Former New York Senator and first lady has joined the race for the White House for the second time.
The US State Department has said it would review Hillary Clinton’s request to have emails sent from her private email address published.
“I want the public to see my email. I asked State to release them. They (the State Department) said they will review them for release as soon as possible,” Clinton said in a tweet late on Wednesday night.
Marie Harf, the deputy spokesperson at the State Department, said on Thursday that the review would take some time “given the sheer volume of the document set”.
Clinton, a leading Democrat contender likely to enter the 2016 presidential race, faced criticism this week when it emerged that she exclusively used a private email account for her work while serving as the US top diplomat from 2009 to 2013.
The revelations opened a potential legal quagmire, with accusations that she violated federal record-keeping rules.
But it also raised questions about what might have motivated Clinton to not use a federal government email account making her correspondence part of the public record, and prompted critics to argue the presumptive Democratic White House frontrunner was seeking to evade scrutiny.
‘We’re going to get them’
Earlier Wednesday, Trey Gowdy, the Republican chairman a special House committee set up to investigate the deadly terror attacks on the US mission in Benghazi said he would take “legal recourse” to obtain all emails the presumed Democratic frontrunner wrote while being the secretary of state.
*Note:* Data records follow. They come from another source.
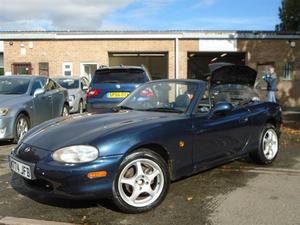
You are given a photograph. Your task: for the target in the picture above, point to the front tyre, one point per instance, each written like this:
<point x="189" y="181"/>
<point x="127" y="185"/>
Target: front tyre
<point x="142" y="182"/>
<point x="22" y="125"/>
<point x="268" y="146"/>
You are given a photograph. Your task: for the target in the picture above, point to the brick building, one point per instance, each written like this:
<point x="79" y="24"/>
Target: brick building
<point x="169" y="54"/>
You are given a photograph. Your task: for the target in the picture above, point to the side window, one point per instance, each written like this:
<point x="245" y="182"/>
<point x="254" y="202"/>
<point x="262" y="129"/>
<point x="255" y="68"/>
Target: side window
<point x="50" y="85"/>
<point x="204" y="105"/>
<point x="237" y="95"/>
<point x="36" y="85"/>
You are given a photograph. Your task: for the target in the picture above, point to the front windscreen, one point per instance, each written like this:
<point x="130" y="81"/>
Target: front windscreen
<point x="125" y="76"/>
<point x="68" y="83"/>
<point x="13" y="86"/>
<point x="162" y="96"/>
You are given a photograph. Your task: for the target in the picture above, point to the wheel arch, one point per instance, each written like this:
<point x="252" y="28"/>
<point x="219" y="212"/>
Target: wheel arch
<point x="158" y="149"/>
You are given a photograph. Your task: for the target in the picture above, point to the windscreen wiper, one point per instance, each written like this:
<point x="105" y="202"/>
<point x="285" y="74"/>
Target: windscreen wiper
<point x="118" y="108"/>
<point x="162" y="109"/>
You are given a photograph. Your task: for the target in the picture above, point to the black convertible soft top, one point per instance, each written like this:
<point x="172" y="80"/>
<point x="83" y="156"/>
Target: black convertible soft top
<point x="227" y="73"/>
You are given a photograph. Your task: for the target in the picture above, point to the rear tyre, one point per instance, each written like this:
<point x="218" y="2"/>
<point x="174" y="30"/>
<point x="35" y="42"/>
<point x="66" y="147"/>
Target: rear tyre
<point x="142" y="182"/>
<point x="268" y="146"/>
<point x="22" y="125"/>
<point x="65" y="110"/>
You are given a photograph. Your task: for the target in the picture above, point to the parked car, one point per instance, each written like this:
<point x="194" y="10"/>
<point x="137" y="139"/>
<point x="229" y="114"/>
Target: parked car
<point x="26" y="101"/>
<point x="110" y="85"/>
<point x="132" y="154"/>
<point x="77" y="88"/>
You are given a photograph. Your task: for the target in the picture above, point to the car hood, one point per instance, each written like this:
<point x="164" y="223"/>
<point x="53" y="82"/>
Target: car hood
<point x="227" y="73"/>
<point x="10" y="100"/>
<point x="84" y="129"/>
<point x="72" y="91"/>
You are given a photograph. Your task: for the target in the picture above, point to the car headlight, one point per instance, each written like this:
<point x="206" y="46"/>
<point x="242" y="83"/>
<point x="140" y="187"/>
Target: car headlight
<point x="71" y="98"/>
<point x="3" y="111"/>
<point x="76" y="154"/>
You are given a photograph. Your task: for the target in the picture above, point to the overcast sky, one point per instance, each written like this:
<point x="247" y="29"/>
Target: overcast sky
<point x="138" y="14"/>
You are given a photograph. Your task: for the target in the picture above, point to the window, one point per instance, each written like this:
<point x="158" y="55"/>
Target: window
<point x="68" y="69"/>
<point x="22" y="68"/>
<point x="287" y="71"/>
<point x="51" y="85"/>
<point x="36" y="85"/>
<point x="44" y="69"/>
<point x="123" y="76"/>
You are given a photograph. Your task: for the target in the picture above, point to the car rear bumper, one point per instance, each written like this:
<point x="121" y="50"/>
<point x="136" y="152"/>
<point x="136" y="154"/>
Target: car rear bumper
<point x="100" y="107"/>
<point x="6" y="127"/>
<point x="71" y="181"/>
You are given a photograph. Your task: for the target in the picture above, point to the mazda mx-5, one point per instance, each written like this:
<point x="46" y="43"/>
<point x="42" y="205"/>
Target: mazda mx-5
<point x="164" y="130"/>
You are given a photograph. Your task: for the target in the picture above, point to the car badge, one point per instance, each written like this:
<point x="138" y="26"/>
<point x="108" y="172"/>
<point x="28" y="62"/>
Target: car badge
<point x="28" y="149"/>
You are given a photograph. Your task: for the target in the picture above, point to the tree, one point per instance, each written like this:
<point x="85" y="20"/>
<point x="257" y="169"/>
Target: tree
<point x="289" y="14"/>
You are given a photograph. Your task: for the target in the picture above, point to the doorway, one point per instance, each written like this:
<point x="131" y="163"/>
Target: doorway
<point x="155" y="62"/>
<point x="88" y="70"/>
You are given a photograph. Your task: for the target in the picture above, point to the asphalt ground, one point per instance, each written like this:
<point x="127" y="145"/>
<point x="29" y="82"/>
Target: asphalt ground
<point x="240" y="192"/>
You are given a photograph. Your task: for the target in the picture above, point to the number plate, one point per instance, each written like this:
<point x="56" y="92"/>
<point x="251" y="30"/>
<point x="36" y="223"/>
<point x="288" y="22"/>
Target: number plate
<point x="118" y="94"/>
<point x="20" y="168"/>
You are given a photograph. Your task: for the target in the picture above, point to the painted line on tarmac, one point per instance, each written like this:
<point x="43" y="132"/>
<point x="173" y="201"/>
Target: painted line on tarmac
<point x="274" y="171"/>
<point x="23" y="221"/>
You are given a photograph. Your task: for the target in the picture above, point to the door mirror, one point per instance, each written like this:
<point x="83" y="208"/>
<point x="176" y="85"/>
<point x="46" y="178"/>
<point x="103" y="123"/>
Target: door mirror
<point x="222" y="108"/>
<point x="38" y="91"/>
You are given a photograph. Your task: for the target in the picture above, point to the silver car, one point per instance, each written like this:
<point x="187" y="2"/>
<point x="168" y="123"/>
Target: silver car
<point x="77" y="88"/>
<point x="26" y="101"/>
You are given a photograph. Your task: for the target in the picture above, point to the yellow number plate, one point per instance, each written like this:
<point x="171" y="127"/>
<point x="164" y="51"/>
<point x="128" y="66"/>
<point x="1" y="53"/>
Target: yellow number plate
<point x="118" y="94"/>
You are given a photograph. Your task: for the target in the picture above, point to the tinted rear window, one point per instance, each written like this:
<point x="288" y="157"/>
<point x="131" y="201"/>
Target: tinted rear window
<point x="125" y="76"/>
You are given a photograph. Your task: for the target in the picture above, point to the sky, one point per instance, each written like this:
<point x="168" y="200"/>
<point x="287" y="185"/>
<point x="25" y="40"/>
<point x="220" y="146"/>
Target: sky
<point x="138" y="14"/>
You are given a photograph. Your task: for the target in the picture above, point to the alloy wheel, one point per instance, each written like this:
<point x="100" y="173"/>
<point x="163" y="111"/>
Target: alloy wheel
<point x="141" y="182"/>
<point x="270" y="144"/>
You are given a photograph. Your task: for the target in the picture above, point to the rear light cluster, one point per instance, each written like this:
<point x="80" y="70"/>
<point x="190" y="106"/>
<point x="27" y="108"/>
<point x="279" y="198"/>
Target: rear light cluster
<point x="146" y="93"/>
<point x="93" y="92"/>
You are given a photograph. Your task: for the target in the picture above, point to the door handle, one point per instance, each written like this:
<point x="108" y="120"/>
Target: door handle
<point x="244" y="120"/>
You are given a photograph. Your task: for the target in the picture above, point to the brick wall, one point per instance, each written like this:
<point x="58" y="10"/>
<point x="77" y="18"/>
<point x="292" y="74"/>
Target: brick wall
<point x="79" y="51"/>
<point x="279" y="52"/>
<point x="55" y="52"/>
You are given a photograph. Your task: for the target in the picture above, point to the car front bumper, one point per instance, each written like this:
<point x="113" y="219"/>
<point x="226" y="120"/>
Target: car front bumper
<point x="71" y="181"/>
<point x="6" y="127"/>
<point x="100" y="107"/>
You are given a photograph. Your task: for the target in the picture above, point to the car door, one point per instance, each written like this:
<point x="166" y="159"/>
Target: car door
<point x="42" y="102"/>
<point x="217" y="137"/>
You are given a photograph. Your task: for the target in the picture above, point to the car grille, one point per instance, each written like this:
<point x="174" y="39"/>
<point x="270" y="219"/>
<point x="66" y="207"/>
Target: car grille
<point x="29" y="153"/>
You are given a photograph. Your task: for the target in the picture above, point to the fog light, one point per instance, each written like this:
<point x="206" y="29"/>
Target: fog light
<point x="2" y="132"/>
<point x="97" y="174"/>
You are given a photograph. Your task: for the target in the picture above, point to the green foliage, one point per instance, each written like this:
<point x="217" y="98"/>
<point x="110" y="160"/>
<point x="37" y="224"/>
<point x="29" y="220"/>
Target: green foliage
<point x="289" y="14"/>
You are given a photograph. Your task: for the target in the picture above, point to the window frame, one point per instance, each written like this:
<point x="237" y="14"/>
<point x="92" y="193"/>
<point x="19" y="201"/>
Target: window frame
<point x="47" y="70"/>
<point x="287" y="71"/>
<point x="67" y="70"/>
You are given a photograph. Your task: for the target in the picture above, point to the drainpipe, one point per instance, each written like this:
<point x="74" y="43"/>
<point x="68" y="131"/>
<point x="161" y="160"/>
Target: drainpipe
<point x="177" y="58"/>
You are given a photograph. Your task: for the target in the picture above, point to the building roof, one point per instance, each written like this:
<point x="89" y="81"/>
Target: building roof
<point x="167" y="34"/>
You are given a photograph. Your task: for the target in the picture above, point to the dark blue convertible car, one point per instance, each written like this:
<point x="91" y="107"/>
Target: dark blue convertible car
<point x="163" y="131"/>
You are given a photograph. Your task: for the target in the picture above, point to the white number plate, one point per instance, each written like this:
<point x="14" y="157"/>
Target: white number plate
<point x="20" y="168"/>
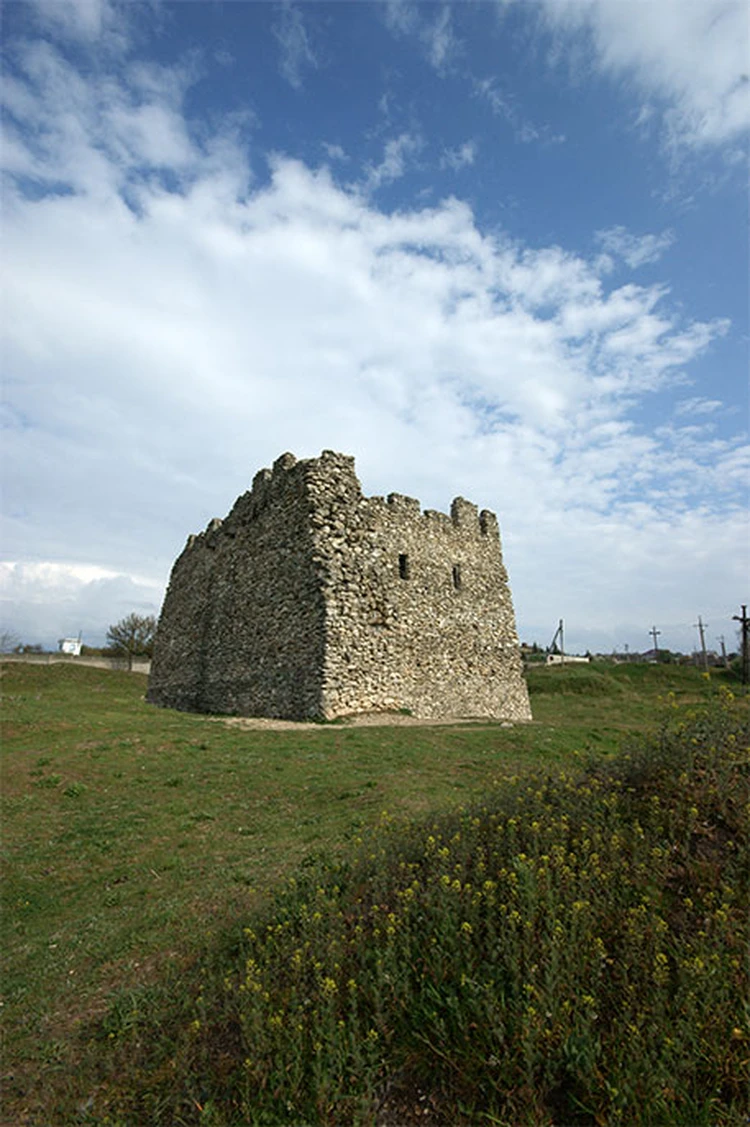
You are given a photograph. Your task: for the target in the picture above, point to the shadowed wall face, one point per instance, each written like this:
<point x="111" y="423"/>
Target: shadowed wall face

Later in the day, the committee issued subpoenas “for all communications of former secretary of state Hillary Clinton related to Libya,” Jamal Ware, the committee spokesman, said in a statement.
The committee also sent “preservation letters” to Internet firms, demanding they protect all relevant documents.
“We’re going to get them,” committee chairman Gowdy told reporters of the emails. “We have to go to the source, which would be secretary Clinton herself.”
Clinton had no federal government email address during her four years at the State Department, and aides did not seek to preserve her emails on department servers at the time, according to The New York Times, which first reported the story.